The rural hospital fund was a request from several GOP senators—and Republicans will benefit from waiting until after the midterm elections to restrict Medicaid funding. Arizona hospitals are projected to lose $6 billion over six years based on a cut in federal funding that won’t be made up by the hospital fund, said Ann-Marie Alameddin, the head of the Arizona Hospital and Healthcare Association.
Rebuffs critics
Critics, including some of the roundtable’s own members, question how much it accomplished. They say Sinema is claiming undue credit for changes to the bill that were also being pursued by other powerful players, according to people familiar with the conversations. “Everyone’s allowed to have their own opinion,” Sinema said of the criticism.
Priya Sundareshan, the Arizona Senate Democratic minority leader, said seeing Sinema celebrate GOP tax victories “makes me feel vindicated for having been disappointed in her when she was an elected Democrat.”

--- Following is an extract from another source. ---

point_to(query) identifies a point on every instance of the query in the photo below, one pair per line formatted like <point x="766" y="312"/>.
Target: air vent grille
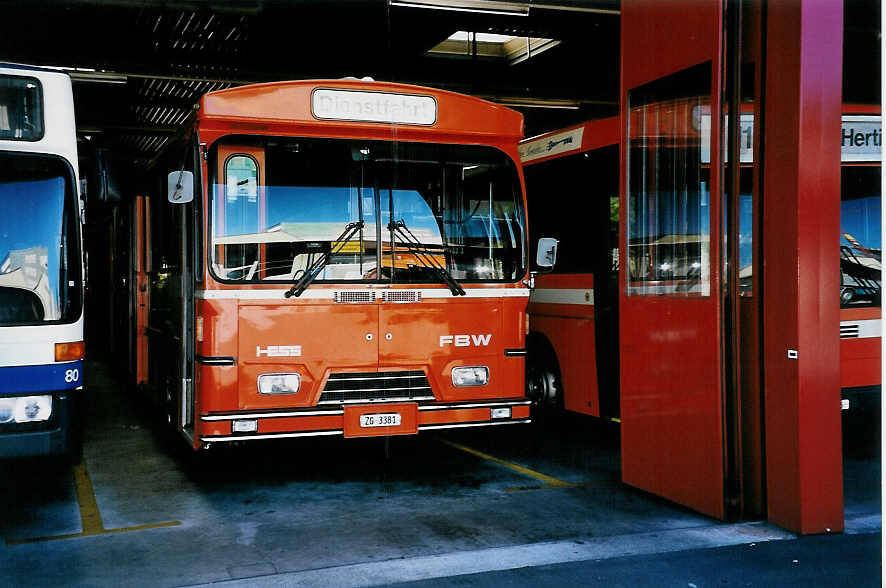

Sinema—who was treated with psychedelics to try to stave off dementia, which runs in her family—has been pitching the Department of Health and Human Services to spend money on psychedelic research. She has had success at the state level, helping to get Arizona to fund $5 million worth of ibogaine research.
Sinema is also a member of Coinbase’s Global Advisory Council, advising the cryptocurrency company on navigating Congress. She has celebrated Trump’s embrace of cryptocurrency and dismissed concerns about his family profiting from the industry.
“Trump is gonna Trump,” she told a Journal reporter during a panel at McCain Institute’s Sedona Forum in May.